Novel variants predicted to lead to loss of ATM functionality. a A total of 2845 (2370 SNV and 475 INDEL) variants in the ATM gene has confirmed, including 1338 (1160 SNV and 178 INDEL) novel variants which have not yet been assigned reference SNP ID numbers. b ATM is a protein of 3056 amino acids. The phosphorylation sites (P) indicate the positions of serine residues, Ser367, Ser1893, Ser1981, and Ser2996 [6,7,8]. The NLS (~aa 385 to 388), the LZ (~aa 1216 to 1241), the FAT (~aa 1960 to 2566), the PI3-K (~aa 2712 to 2962), and the FATC ( ~aa 3024 to 3056) domains are shown in orange, light green, green, blue, and violet respectively [9]. Novel variants predicted to lead to loss of ATM functionality are indicated using red arrows: (1) stop-gained SNV, NC_000008.11:g.108115650G > A (p.Trp266*), (2) frameshift INDEL, NC_000008.11:g.108119714CAA/C (p.Glu376fs), (3) disruptive-inframe-deletion INDEL, NC_000008.11:g.108181014AAGAAAAGTATGGATGATCAAG/A (p.Ala1945_Phe1952delinsVal), (4) frameshift INDEL, NC_000008.11:g.108203577CTTATA/C (p.Ile2629fs)

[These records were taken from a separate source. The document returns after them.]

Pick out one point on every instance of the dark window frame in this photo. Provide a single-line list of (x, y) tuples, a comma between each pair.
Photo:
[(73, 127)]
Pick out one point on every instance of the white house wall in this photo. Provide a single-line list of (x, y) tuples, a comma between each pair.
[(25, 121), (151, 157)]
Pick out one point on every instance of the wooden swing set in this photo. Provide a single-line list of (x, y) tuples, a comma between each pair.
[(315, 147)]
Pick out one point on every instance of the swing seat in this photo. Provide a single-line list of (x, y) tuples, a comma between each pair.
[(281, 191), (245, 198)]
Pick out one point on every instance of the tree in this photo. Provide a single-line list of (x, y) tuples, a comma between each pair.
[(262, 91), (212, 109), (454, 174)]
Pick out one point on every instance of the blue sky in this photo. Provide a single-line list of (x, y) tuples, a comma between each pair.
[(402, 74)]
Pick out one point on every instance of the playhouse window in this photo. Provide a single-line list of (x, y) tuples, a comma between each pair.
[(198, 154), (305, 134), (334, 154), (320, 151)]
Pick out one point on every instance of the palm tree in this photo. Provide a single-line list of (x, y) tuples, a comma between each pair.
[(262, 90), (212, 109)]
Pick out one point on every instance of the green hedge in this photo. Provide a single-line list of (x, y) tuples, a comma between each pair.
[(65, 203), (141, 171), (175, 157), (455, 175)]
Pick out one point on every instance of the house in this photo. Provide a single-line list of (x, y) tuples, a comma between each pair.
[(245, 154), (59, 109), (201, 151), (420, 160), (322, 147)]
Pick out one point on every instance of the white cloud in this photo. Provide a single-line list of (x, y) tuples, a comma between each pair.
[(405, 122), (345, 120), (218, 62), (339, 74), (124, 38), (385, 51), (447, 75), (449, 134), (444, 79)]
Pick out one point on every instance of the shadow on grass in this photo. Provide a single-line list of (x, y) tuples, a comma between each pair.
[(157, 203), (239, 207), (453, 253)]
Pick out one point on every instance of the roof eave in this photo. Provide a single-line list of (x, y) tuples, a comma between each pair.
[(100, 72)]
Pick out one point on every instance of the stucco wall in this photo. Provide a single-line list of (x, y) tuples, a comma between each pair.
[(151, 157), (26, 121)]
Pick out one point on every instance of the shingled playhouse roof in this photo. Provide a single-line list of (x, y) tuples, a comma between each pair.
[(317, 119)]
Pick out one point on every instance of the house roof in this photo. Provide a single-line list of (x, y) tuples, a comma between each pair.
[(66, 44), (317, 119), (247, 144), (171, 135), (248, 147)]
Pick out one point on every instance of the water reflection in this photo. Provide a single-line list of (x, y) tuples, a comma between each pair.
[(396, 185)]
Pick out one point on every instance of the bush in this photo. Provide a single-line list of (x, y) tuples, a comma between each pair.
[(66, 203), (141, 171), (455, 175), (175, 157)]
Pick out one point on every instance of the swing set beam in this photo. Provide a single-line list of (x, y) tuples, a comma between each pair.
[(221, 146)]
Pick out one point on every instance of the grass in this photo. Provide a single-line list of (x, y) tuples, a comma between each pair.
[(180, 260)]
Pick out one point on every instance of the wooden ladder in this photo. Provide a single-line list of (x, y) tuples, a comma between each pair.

We found a novel stop-gained SNV in the ATM gene, NC_000008.11:g.108115650G > A (p.Trp266*). As shown in Fig. 1b, this SNV removes all the main identified domains including the nuclear localization signal (NLS; ~aa 385 to 388), the leucine zipper (LZ; ~aa 1216 to 1241), the FRAP/ATM/TRRAP (FAT; ~aa 1960 to 2566), the kinase (PI3-K; ~aa 2712 to 2962), and the FAT c-terminal (FATC; ~aa 3024 to 3056) domains, which are physiologically important for the activation and regulation of ATM kinase activity [9]. Also, this removes autophosphorylation sites, Ser367, Ser1893, Ser1981, and Ser2996, which are significantly related to ATM protein functionality. Taken together, the stop-gained SNV in the ATM gene is predicted to be a novel loss-of-function variant.

Next, we detected a novel disruptive_inframe_deletion, NC_000008.11:g.108181014AAGAAAAGTATGGATGATCAAG/A (p.Ala1945_Phe1952delinsVal), and two frameshift INDELs, NC_000008.11:g.108119714CAA/C (p.Glu376fs) and NC_000008.11:g.108203577CTTATA/C (p.Ile2629fs). Because of the dramatic changes of amino acid sequence and three-dimensional structure, all the INDELs are predicted to lead to loss of ATM functionality. Even NC_000008.11:g.108203577CTTATA/C, although maintaining more than 2500 normal amino acid sequence from the N-terminal of ATM, removes normal C-terminal PI3-K domain and autophosphorylation site Ser2996, which are essential for ATM signaling in human cells.

To our knowledge, there is no previous study relating to the clinical risk of these four variants. However, according to the possible ATM functionality based on their protein structures, certain ATM heterozygous mutation carriers having these variants are likely to have a reduced life expectancy. From the point of view of precision medicine, personalized preventive medical strategies would be immediately needed.

Conclusion

In this study, we showed the diversity of ATM gene variants at a population level and found four novel variants which are predicted to lead to loss of ATM functionality. Further advancements in the combination of population-based biobanking and human genomics are expected to further uncover the genetic basis of AT patients and certain ATM heterozygotes who have a reduced life expectancy. Also, for the advancement of precision medicine, such approach will be useful to establish an evidence-based guideline not only for AT patients but also for risk ATM heterozygotes seeking preventive medical strategies.